Genau darauf zielen Sie ab: die Erzählperspektive unverwechselbar zu machen – und damit den Erzähler, den POV-Charakter.
Wenn Sie genauer hinhören – besser gesagt: hin spüren –, erkennen Sie, dass die Vergleiche aus Kiesbyes Roman die Erzählperspektive in ihrem direkten Umfeld vertiefen. Der den Vergleichen folgende Nebensatz »die Ziegel waren gelb gestrichen« klingt dann nicht mehr nur wie eine schlichte Beobachtung. In ihr scheint das für den Erzähler Besondere daran auf: »gelbe Ziegel, nein, wie vornehm«.

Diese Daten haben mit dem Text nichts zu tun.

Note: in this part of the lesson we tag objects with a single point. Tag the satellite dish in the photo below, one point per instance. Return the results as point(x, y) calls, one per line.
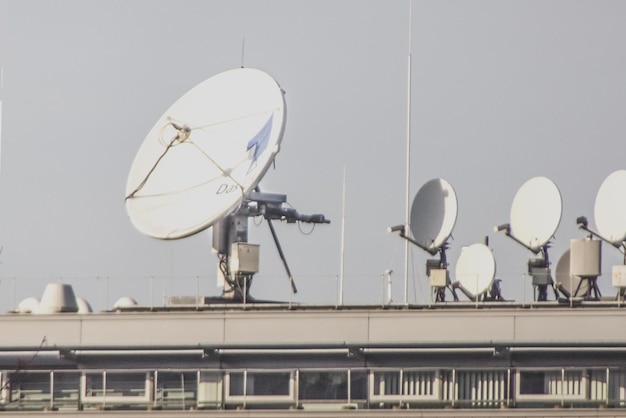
point(536, 212)
point(205, 154)
point(610, 208)
point(433, 214)
point(475, 268)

Für Sie heißt das: Erhärten Sie die Erzählperspektive – über solche Vergleiche oder über ein anderes Instrument –, strahlt die Wirkung über dieses Instrument hinaus. Erzählökonomie in Reinform!
Sie finden das Beispiel banal? Genau das ist der Punkt. Eben weil die erwähnten Relationen nicht auffallen, sind sie so effektiv darin, die Erzählperspektive glaubhaft zu machen. Solche Vergleiche mit dem Leben des Charakters können Sie immer wieder einfließen lassen, ohne dass es die Leser stört oder sie gar aus dem Erzähltraum (fiktionalen Traum) reißt.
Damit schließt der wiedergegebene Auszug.